Venezuelan economist Aaron Olmos agrees that downward pressure on Bitcoin is more a response to risk perception than to technical issues with the protocol.
“Those who manage the flow of money in an environment like the one we are experiencing may prefer to put some of their money in gold rather than Bitcoin, because historically gold has been a safe asset,” he told CriptoNoticias.
For Olmos, Bitcoin volatility and the wide diversification of related financial products Influencing behavior in times of uncertainty.
Experts point out that despite the setbacks: Bitcoin’s fundamentals remain intact. “The network continues to function the same way, blocks are verified within the set time and nothing happens. “This is not a network operations issue, it’s a flow and awareness issue,” he points out.
It also highlights that large institutional investors continue to accumulate assets over the long term. “Regardless of everything we’re seeing, they keep buying because they know it’s a price correction and it’s going to get better,” he stresses.
Two different trends, same macroeconomic background
The current divergence between gold movements and Bitcoin movements is explained by the global situation regarding risk, liquidity, and monetary policy expectations.
As gold rises, supported by defensive flows and increased institutional demand, BTC faces a restrictive environment When liquidity shrinks and investors’ priority is preserving short-term value.
But for Juarez, this gap is temporary.
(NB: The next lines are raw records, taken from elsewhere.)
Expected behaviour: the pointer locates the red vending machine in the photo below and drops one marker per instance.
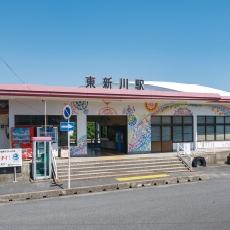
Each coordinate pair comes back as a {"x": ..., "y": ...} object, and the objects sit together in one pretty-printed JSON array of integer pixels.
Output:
[{"x": 22, "y": 137}]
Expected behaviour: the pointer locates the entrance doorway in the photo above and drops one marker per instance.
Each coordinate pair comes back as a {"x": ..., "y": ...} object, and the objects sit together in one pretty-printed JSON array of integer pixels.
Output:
[{"x": 107, "y": 134}]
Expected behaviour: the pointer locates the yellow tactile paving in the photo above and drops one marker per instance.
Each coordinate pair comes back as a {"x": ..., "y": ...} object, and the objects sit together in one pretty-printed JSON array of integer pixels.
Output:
[{"x": 142, "y": 177}]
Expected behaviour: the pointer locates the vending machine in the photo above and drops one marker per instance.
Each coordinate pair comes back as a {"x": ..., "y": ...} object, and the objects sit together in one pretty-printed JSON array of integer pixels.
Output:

As you can see, if interest rates are cut on December 10th and institutional investment in the technology sector continues, “we could see a recovery in U.S. stock indexes, which in turn could lead to a gradual recovery in the crypto market.”
Olmos agrees that the current amendments do not change the long-term vision. “This is part of a historical movement cycle that Bitcoin has been exhibiting,” he says.
According to his reading, the market is experiencing a moment of distortion due to geopolitical factors. and by typical financial behavior.
All this points to the gap between gold and Bitcoin being likely to persist unless doubts about the US economy remain and interest rate cuts materialize.
Gold advances. Bitcoin will be fixed. But experts say both continue to respond to the same macroeconomic cycles. Just at different times.